I received my PhD in Neuroscience from The Rockefeller University and completed postdoctoral fellowships in Pharmacology from Harvard Medical School and in Neurobiology from Stanford University School of Medicine. I have worked both in academia and in industry, first as a Project Leader at Athena Neurosciences (now Elan Pharmaceuticals) and later as Chief Scientific Officer of Curis, a Cambridge biotechnology company. At Curis, I directed a project that identified the first small molecule hedgehog antagonists. One of these, Erivedge, was recently approved by the FDA to treat advanced basal cell carcinoma

What is your current role in SMA Research?
I am currently Professor of Stem Cell and Regenerative Biology at Harvard University and Director of Translational Medicine at the Harvard Stem Cell Institute. Much of my effort is devoted to identifying therapeutics for orphan neural disorders such as Spinal Muscular Atrophy and Amyotrophic Lateral Sclerosis, using new kinds of stem cell-based screens. My lab also explores different chemical biology approaches for manipulating cell fate. Some of this work has been published recently in Cell, Cell Stem Cell, Nature Chemical Biology, Developmental Biology, and Science.

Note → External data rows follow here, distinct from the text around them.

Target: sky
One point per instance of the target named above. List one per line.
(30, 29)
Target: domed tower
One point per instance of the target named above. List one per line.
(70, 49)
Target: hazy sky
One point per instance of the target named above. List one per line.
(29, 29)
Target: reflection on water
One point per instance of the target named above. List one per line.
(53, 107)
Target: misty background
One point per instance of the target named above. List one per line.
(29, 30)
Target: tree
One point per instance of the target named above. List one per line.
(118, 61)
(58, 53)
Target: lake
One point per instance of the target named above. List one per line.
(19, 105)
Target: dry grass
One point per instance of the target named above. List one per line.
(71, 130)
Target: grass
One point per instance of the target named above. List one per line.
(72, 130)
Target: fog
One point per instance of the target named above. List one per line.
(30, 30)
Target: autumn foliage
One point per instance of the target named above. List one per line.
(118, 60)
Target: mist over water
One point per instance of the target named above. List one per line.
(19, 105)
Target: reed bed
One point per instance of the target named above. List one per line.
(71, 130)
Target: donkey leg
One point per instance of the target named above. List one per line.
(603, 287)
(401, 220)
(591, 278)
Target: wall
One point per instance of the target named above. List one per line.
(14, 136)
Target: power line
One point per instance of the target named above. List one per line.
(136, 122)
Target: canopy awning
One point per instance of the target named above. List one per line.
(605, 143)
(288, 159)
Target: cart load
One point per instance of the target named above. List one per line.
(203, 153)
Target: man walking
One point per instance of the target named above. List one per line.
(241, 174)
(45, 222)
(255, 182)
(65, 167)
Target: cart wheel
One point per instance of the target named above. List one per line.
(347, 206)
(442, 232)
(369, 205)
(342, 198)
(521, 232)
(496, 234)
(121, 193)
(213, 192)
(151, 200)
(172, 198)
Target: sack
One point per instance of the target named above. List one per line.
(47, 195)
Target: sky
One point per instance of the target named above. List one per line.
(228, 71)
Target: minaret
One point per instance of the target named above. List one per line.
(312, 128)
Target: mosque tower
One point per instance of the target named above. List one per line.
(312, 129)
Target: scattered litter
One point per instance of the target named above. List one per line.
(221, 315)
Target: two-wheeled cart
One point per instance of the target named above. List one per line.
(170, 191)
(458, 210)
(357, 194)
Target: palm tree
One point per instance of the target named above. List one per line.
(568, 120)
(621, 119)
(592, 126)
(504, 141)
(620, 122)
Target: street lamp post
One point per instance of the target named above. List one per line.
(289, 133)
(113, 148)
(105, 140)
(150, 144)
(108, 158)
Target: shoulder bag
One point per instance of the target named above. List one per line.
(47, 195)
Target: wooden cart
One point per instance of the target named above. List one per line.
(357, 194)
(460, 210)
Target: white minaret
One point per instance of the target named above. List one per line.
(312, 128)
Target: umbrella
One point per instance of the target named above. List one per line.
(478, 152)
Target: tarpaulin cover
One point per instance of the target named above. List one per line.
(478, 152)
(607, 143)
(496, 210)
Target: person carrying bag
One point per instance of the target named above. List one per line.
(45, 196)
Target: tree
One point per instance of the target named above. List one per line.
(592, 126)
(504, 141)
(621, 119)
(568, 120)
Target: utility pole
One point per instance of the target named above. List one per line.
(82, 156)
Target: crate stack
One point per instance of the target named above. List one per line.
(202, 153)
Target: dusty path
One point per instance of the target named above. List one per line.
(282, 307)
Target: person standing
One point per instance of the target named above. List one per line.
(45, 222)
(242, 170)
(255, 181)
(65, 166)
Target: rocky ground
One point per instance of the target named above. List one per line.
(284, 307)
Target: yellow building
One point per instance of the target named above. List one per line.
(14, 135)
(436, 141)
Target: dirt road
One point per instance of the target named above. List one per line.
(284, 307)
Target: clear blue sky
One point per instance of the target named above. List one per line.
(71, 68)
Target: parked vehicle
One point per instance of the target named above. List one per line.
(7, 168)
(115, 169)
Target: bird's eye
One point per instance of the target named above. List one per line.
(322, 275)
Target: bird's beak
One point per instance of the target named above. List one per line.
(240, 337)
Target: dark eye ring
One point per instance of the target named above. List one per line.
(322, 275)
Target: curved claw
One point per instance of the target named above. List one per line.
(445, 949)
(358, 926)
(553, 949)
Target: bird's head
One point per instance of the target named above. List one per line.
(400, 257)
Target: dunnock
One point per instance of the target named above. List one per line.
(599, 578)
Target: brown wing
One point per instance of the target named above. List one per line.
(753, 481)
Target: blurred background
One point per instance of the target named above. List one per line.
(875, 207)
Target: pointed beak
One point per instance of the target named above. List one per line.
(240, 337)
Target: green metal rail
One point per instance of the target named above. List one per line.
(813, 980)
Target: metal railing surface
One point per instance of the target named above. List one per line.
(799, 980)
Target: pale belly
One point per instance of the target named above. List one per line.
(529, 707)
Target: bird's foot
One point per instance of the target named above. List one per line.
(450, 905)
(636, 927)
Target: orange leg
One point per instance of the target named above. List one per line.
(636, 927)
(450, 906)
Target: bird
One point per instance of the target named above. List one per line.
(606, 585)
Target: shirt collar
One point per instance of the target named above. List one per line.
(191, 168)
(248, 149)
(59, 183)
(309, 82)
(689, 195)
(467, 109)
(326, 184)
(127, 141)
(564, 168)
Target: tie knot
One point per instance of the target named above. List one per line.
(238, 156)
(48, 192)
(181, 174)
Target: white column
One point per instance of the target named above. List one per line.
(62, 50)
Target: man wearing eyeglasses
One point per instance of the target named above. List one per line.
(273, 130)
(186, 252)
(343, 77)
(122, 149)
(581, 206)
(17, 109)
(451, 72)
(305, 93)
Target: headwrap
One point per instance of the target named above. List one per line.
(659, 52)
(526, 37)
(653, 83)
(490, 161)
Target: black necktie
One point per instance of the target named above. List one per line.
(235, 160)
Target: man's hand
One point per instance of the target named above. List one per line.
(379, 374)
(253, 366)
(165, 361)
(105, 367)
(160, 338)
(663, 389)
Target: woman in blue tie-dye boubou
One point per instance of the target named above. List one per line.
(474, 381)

Also, working on the project is Dr. Maureen Lynes in the Rubin Laboratory. Dr. Lynes received her PhD in Cellular and Molecular Physiology at Tufts Medical School, and joined the Rubin laboratory as a post-doctoral fellow in 2011.  Since joining the lab, she been interested in using SMA patient iPS cells as a tool for identifying SMA therapeutics as well as for studying SMA pathogenesis.

Funding for New Drug Discovery Programs

Cure SMA has been investing in and advancing drug research since 2000. The goal of drug discovery funding at Cure SMA is to build a large and diverse therapeutic pipeline to maximize the chances for success in finding a treatment for SMA. Cure SMA has been involved in funding half of all the ongoing SMA drug programs to date. New awards in the current round will focus on providing critical funding for early-exploratory projects assessing novel therapeutic approaches for SMA.

The Cure SMA research funding philosophy is based on expert and independent oversight of research projects. This approach ensures that Cure SMA funds only the most promising research, and that funded projects are run in a professional and efficient manner under the guidance of world-class experts.